QTL expression in different phases of disease progress

Epidemic-specific expression of QTLs provided evidence of different genes involved in resistance at different phases of disease development. This points to a complex relationship between pathogen development and host response, and prevents a reliable evaluation of QTLs based on a single disease assessment. As the first score covered the initial disease symptoms there was a higher probability of recognising Type I resistance at S-1. Thus, the significantly different infection levels for S-1 indicated that the segregating lines varied in Type I resistance. The results of QTL analyses at consecutive stages of the disease progress indicated a unique role of QFhs.whs-1D in the early stages of disease development. This QTL almost coincided with the RGA locus Xwhs2001-1D, which shows close sequence homology to RGH 2a/b, a RGA located in the Mla region of barley (Wei et al. 2002). We suggest that Type I resistance is expressed as delay in initial infection. For S-1 we found the lowest heritability (h 2 = 58.9) and the highest effect of environment. This agrees with previous indications pointing to greater environmental variation associated with the phenotypic evaluation of resistance types other than Type II (Kolb et al. 2001). QFhs.whs-5B and QFhs.whs-3D were effective at all stages of disease development, whereas QFhs.whs-1B was not identified in the early phase suggesting its major role in Type II resistance. These findings are in accordance with the early speculations of Schroeder and Christensen (1963), who hypothesised that certain physiological factors may condition both resistance to initial penetration and fungal spread whereas other factors are solely responsible for one or other aspect. Our results showed that the knowledge of specific QTL activity enables the selection of genotypes with genes operating at different phases during the course of the disease. Thus, a resistance response throughout the epidemic will be ensured.
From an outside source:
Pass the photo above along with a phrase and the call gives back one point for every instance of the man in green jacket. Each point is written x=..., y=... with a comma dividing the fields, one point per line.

Sources of FHB resistance in different genetic backgrounds

QFhs.whs-1D was not found in other FHB resistance studies. QFhs.whs-1B, located on the T1BL·1RS wheat-rye translocated chromosome appears to agree with loci detected in other crosses between European wheat cultivars (Shen et al. 2003; Schmolke et al. 2005). In this study, no QTL was associated with the genomic region of chromosome 3BS, which harbours the most prominent QTL for FHB resistance derived from the Chinese resistance source Sumai 3 (Bai et al. 1999; Waldron et al. 1999; Anderson et al. 2001; Buerstmayr et al. 2002). This QTL does not seem to be present in European sources of FHB resistance.